Disorders of the thoracic wall, such as severe kyphoscoliosis, unstable thorax, ankylosing spondylitis, topaz in keel or pectus excavatum.
Nervous system
The nervous system plays an integral role in ventilation. Centers in the brain keep track of blood gas levels and ensure that ventilation is with the body’s oxygen demands.
Nerves carry signals from the brain to the muscles of respiration, thus controlling the respiration rate. These can be:
The central nervous system (CNS), central depression due to drug abuse (benzodiazepines, narcotics, or barbiturates), and neurological disorders (encephalitis, trauma).
Neuropathy (injury or disease) of the phrenic or intercostal nerves.
Diagnosis
Drug screening: a drug test can detect if some medications (such as barbiturates, opiates, and benzodiazepines) are causing respiratory acidosis.
Imaging studies: X-ray, magnetic resonance, or chest computed tomography may be helpful to detect airway obstruction, weakness or paralysis of the diaphragm, and skeletal deformities.
CT or MRI can detect tumors or lesions in areas of the brain that control breathing.
Laboratory tests: blood samples are taken to assess the level of bicarbonate, electrolytes, thyroid functions, and a complete blood cell count.
Pulmonary function tests: these tests can determine the severity of the disease.
Nerve and muscle tests: Electromyography (EMG) and nerve conduction velocity (NCV) tests can detect neuromuscular disorders.
Treatment of respiratory acidosis
The treatment depends on the underlying disorders. Supportive measures such as oxygen therapy or mechanical ventilation may sometimes be necessary regardless of the cause.
Lifestyle measures
Weight loss can help patients with hypoventilation syndrome due to obesity.

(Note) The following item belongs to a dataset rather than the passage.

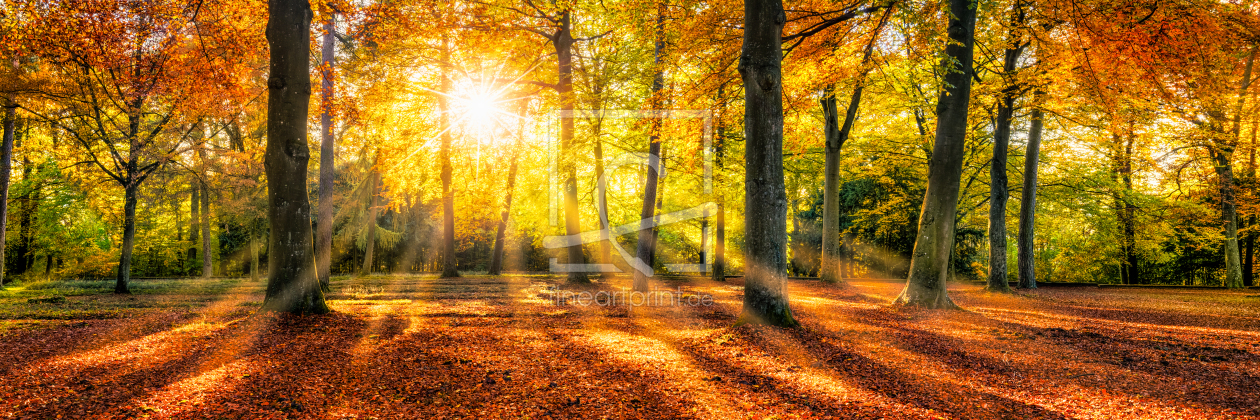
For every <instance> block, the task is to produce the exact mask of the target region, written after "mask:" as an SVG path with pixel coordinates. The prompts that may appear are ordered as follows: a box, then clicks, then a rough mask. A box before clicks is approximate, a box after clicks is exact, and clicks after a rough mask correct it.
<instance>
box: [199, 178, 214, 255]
mask: <svg viewBox="0 0 1260 420" xmlns="http://www.w3.org/2000/svg"><path fill="white" fill-rule="evenodd" d="M212 248H213V245H212V243H210V188H209V187H208V185H205V183H202V277H205V279H209V277H212V276H214V252H210V251H212Z"/></svg>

Muscle or nerve stimulation
In this technique, electric currents are administered. Rhythmic electrical stimulation of the diaphragm or phrenic nerve gives positive results in breathing.
The drugs
Agents such as beta-agonist bronchodilators (salmeterol, albuterol), anticholinergic agents (tiotropium, ipratropium bromide), and methylxanthines (theophylline) help patients with severe bronchospasm (spasm of the pulmonary muscles) and obstructive pulmonary disease.
Anticholinergics also increases ventilation by decreasing the constriction of the bronchi and bronchioles of the lungs.
Theophylline also relaxes the lung muscles, but it is given with caution due to its toxic side effects.
Respiratory stimulants (medroxyprogesterone, acetazolamide) promote ventilation. Some of these are corticosteroids, which act by decreasing inflammation.
These medications help patients who develop respiratory acidosis due to asthma.
If respiratory acidosis is caused by an overdose of some sedative drugs, drug antagonists are used to reversing the effects.
Drugs such as flumazenil reverse the effects of benzodiazepines. Naloxone reverses the effects of narcotics.
Bicarbonate infusion therapy
Sodium bicarbonate rarely occurs when patients show extremely low pH and cardiorespiratory arrest.
Oxygen therapy
Oxygen therapy can help patients with oxygen deficiency. It avoids the complications associated with prolonged oxygen deficiency.
Ventilation
Mechanical ventilation is done through the nose or a tube in the windpipe.